Hybrid redundancy means combining cloud redundancy with local resilience. The system ensures that even if the cloud goes offline, local clients or MOS gateways continue functioning with the last known state. This prevents show-stopping failures.

A hybrid redundant architecture includes:

  • multiregion cloud deployment
  • local client caching
  • local MOS gateway state retention
  • automatic offline mode
  • conflict merging on reconnection
  • timing engine duplication
  • retry and back-off logic

Cloud multiregion redundancy ensures that if a cloud region fails, another region takes over. This requires global load balancing and replicated data storage.

Local client caching provides a second line of defense. Rundown clients store the current rundown in memory and disk. If the cloud becomes unreachable, clients enter “local-only mode.” Producers can still view timing, reorder items, and read scripts.

MOS gateways also maintain local state. They store the last complete rundown and can continue controlling on-prem devices without new cloud instructions.

The challenge comes when the cloud reconnects. All local changes must be reconciled. This is where CRDT-based merging becomes essential. The cloud merges the local offline edits with the global state.

Hybrid redundancy also includes offline timing continuity.

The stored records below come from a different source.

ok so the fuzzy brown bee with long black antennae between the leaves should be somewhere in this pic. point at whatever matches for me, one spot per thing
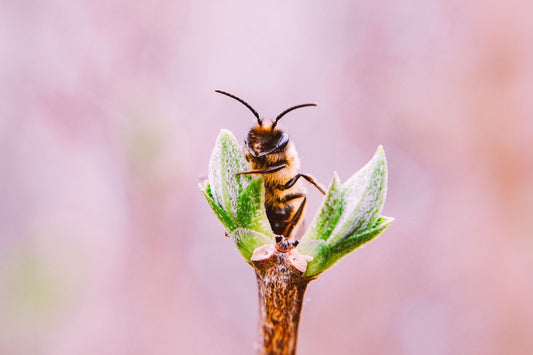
(271, 154)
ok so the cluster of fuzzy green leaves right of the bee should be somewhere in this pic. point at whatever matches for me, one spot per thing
(349, 216)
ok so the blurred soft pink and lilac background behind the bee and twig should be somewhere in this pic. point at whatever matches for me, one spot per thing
(108, 118)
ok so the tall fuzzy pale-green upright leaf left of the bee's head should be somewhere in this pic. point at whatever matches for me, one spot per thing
(226, 161)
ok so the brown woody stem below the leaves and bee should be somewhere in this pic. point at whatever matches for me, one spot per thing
(281, 291)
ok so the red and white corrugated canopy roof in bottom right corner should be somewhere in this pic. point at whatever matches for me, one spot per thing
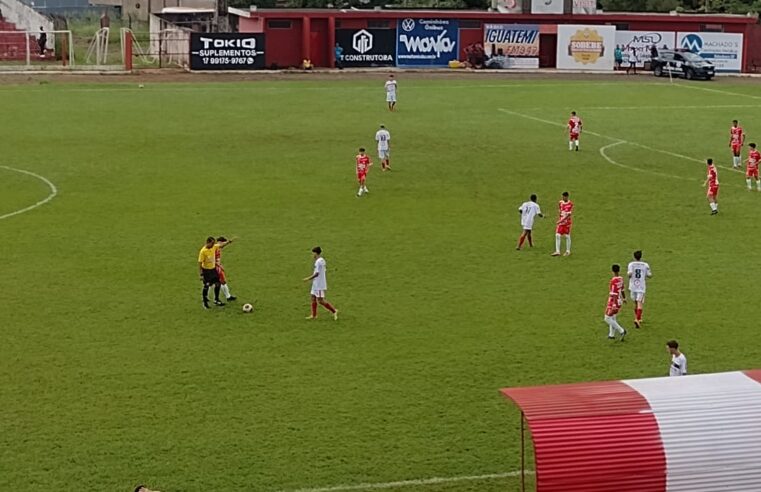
(697, 433)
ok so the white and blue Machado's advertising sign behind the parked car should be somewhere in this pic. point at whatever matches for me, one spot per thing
(722, 49)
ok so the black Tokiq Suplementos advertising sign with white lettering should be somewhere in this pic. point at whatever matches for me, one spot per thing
(226, 51)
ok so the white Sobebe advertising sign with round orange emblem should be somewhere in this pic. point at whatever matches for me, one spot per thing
(586, 47)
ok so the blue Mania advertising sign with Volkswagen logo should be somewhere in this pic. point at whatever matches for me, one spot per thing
(427, 42)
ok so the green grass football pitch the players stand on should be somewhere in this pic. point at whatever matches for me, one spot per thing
(111, 374)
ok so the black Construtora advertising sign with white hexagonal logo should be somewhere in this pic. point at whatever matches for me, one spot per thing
(367, 47)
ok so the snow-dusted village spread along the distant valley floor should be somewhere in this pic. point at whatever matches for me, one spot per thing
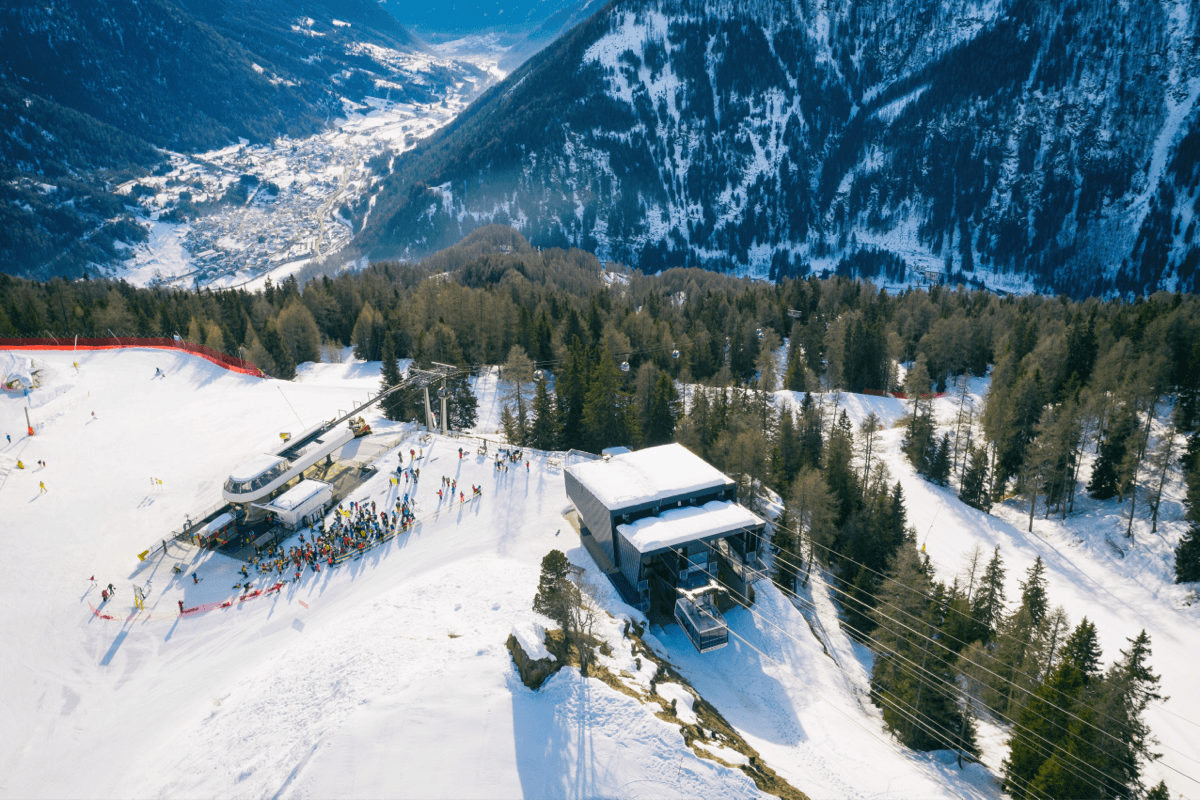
(235, 216)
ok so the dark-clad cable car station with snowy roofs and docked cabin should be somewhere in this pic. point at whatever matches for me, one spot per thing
(680, 544)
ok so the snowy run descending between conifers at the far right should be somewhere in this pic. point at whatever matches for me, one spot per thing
(1093, 570)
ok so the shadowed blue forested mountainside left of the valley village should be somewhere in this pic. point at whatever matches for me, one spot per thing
(91, 93)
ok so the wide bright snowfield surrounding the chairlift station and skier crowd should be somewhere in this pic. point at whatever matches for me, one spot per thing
(394, 682)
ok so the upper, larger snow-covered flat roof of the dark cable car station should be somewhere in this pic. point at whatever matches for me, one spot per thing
(647, 476)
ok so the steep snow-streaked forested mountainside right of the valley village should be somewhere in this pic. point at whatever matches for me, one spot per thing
(1025, 145)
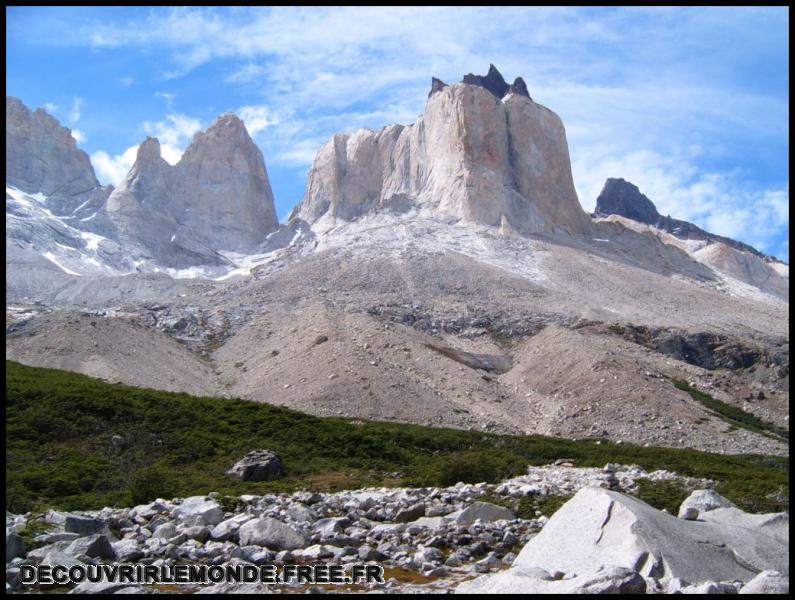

Local clients must continue running their timing engine even if the authoritative server is unreachable. When connectivity resumes, the local timing engine syncs back to the cloud’s reference time.

Hybrid redundancy is not simply about backup servers. It is a multilayer architecture that ensures the show continues smoothly regardless of failures. Falcon Rundown is designed to provide cloud resilience and local fallback, ensuring that broadcasters can rely on the system even during network instability.